「お前は天才!」家では両親から大絶賛

そんなふうに、学校では、先生からも友達からも冷ややかな目で見られていたのに、家では、何をやっても「お前はすごい!」「天才だ!」と、両親から褒められまくっていたんです。しかも、いい成績をとったからとか、運動を頑張ったからとかではなく、うちの両親は無条件に僕を褒めてくれる。

たとえば、小学生の頃、家族でドライブに出かけて渋滞にあい、「どこから渋滞って言うんだろう? 1台目? 2台目から? 境目ってあるのかな?」と、僕が言ったら、両親が顔を見合わせて「すごかー!」「天才だわ!」って。宇宙はどうなっているのかと尋ねても、「天才だ!」って。どんな質問をしても答えは返ってこないんだけど(笑)、僕の発想や素直なキャラを、毎日、大絶賛してくれました。

実は、うちの両親もADHDの傾向が強いので、僕の性格を受け入れやすかったのかもしれません。母はいつも明るくて天真爛漫。そもそも、僕が書道家になったのも、書道教室の先生をしていた母が、レオタード姿でふすまや障子に筆で字を書きまくっているのを見て、「カッコイイ!」と思ったのがきっかけです。

父は競輪中継テレビ専門の解説者をしていたのですが、性格は大の感激屋で。何かに感動すると、その思いを「これでもか!」と表現する。だから、僕が何をしても大絶賛してくれるのかもしれません。

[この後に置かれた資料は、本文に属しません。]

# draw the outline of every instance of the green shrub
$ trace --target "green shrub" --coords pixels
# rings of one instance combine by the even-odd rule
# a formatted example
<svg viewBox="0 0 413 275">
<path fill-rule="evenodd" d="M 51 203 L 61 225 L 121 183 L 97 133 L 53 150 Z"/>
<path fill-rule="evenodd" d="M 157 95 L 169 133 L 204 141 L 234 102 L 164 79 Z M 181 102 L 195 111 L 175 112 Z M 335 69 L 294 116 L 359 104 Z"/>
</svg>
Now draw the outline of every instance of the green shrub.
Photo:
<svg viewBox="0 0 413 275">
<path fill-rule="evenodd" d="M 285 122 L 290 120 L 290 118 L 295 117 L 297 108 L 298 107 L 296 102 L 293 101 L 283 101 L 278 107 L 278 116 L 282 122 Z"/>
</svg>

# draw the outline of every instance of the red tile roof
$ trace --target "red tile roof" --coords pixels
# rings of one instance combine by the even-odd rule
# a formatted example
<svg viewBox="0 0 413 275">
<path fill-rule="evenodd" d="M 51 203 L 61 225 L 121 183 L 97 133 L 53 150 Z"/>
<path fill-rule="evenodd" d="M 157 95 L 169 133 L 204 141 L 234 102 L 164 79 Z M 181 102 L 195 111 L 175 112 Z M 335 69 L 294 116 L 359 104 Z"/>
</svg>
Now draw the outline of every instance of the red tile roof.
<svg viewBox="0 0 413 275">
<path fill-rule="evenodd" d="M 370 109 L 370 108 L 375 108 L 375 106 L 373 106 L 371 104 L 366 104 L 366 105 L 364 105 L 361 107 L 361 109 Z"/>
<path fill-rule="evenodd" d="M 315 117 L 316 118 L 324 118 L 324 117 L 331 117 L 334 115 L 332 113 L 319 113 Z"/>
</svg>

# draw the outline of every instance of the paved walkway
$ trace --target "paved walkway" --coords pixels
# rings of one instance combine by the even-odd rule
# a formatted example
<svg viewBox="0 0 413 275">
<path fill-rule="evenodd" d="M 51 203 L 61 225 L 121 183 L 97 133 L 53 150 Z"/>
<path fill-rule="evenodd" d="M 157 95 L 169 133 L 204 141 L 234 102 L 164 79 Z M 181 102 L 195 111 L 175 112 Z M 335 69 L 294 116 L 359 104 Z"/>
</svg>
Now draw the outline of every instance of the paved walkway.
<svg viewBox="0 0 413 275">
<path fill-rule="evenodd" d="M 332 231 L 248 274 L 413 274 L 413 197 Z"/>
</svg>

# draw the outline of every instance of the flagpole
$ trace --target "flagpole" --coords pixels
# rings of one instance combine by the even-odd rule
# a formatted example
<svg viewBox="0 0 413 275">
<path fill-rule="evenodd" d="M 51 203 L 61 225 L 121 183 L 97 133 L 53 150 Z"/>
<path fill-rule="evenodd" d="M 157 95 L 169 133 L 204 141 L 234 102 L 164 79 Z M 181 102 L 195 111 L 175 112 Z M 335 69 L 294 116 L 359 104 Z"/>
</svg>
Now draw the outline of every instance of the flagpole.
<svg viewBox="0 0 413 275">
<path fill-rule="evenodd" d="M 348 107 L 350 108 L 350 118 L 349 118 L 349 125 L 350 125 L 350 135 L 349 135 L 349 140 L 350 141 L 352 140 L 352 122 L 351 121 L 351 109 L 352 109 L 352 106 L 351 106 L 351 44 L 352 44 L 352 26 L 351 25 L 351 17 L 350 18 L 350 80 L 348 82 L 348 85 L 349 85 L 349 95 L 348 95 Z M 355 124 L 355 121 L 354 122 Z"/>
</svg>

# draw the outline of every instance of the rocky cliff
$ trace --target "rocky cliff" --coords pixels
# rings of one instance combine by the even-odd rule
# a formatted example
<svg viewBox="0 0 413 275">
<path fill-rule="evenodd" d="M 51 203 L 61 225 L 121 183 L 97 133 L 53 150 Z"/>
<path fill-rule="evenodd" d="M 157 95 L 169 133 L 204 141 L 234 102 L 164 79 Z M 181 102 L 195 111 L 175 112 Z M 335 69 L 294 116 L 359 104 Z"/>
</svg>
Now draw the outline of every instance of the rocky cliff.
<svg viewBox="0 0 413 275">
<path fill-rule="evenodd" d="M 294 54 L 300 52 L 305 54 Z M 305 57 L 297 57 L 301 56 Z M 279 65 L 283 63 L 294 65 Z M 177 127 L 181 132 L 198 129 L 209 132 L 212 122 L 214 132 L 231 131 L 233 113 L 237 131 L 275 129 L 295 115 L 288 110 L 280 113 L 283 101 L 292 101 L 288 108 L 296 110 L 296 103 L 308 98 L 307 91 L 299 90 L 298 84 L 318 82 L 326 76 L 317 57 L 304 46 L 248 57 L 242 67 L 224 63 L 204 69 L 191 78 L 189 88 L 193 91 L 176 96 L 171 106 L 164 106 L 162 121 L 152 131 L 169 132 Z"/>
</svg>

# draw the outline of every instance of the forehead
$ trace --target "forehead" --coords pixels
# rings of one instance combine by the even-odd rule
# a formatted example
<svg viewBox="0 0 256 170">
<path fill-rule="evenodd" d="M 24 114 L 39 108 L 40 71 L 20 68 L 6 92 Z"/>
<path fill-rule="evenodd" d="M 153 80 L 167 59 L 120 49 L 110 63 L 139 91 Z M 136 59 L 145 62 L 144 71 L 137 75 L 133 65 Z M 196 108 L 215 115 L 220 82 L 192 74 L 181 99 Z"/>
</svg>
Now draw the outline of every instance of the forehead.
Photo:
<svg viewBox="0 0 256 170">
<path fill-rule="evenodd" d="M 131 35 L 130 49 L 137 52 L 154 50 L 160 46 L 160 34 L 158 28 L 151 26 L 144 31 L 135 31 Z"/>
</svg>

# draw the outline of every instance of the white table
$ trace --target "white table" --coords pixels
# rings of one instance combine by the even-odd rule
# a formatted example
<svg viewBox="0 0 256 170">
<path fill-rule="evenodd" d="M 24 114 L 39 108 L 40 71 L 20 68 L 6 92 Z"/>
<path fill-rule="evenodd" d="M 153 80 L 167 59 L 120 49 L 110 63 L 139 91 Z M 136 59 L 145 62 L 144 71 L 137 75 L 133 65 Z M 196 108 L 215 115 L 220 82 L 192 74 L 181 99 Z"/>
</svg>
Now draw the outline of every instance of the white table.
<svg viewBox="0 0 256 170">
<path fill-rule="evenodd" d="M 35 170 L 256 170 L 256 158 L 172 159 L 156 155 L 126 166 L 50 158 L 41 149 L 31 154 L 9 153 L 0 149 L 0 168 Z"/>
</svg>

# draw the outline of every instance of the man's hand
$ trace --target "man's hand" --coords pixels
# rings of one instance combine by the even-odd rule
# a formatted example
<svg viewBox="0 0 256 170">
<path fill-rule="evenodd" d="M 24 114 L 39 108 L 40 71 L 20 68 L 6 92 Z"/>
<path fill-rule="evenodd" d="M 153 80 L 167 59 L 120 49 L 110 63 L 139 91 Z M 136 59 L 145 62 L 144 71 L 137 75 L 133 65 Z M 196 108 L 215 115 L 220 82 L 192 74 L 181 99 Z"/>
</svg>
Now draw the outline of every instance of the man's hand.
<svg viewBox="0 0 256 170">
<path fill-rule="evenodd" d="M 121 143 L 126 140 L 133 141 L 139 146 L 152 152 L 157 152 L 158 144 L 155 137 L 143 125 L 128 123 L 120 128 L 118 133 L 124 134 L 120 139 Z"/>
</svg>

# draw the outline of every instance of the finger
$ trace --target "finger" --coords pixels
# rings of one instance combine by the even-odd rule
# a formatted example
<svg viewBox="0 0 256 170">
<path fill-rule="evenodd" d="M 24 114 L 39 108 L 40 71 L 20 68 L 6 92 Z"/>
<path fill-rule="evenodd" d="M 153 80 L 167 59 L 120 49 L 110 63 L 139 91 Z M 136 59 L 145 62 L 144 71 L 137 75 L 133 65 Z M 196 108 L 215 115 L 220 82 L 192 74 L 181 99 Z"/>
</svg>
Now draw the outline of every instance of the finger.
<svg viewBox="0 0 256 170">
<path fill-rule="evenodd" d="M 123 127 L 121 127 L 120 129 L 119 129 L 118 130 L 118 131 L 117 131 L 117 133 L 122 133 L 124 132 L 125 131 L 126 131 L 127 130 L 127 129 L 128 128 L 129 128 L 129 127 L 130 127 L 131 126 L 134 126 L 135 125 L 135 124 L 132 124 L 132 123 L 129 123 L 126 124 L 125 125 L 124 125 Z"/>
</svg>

たまたま、昨日、父と電話で話したんですけど、僕が47歳のオッサンになっても、父は100%の愛情あふれる言葉しかかけてこないんです。父は自分の父親に怒られてばかりだったので、今でも自分を責めることが多くて辛いとか。でも、僕に対しては「お前は素晴らしい人間だから、好きなように生きてくれ」って。その言葉を聞いたとき、涙が止まらなくなっちゃって。両親の愛情が防波堤になり、親の愛という光に僕はずっと守られて生きてきたんだなって。そんな父と母には、心からの感謝しかありません。

小学2年生の武田さん。ご自身の書を前に、次男と(提供◎武田さん)

ちなみに、僕は3人兄弟の長男で、下の弟2人にもADHDの傾向があるんです。兄弟の仲は良く、3人とも書道家になったのに、なぜか両親は昔から僕だけえこひいき。父と性格が合わない上の弟は、父にしょっちゅう反抗していたし、下の弟は、末っ子の自分には両親があまり関心を持ってくれずに寂しかった、と。でも、父曰く、「お前は生まれた時から光っとった!」そうで(笑)。

たまたま僕のキャラと両親の相性が良かっただけなのかもしれませんが、おかげで、僕には反抗期もいっさいありませんでした。だって、「ああしなさい、こうしなさい」と命令することもなく、僕の性格を全肯定してくれた親には、反抗する理由がないですからね。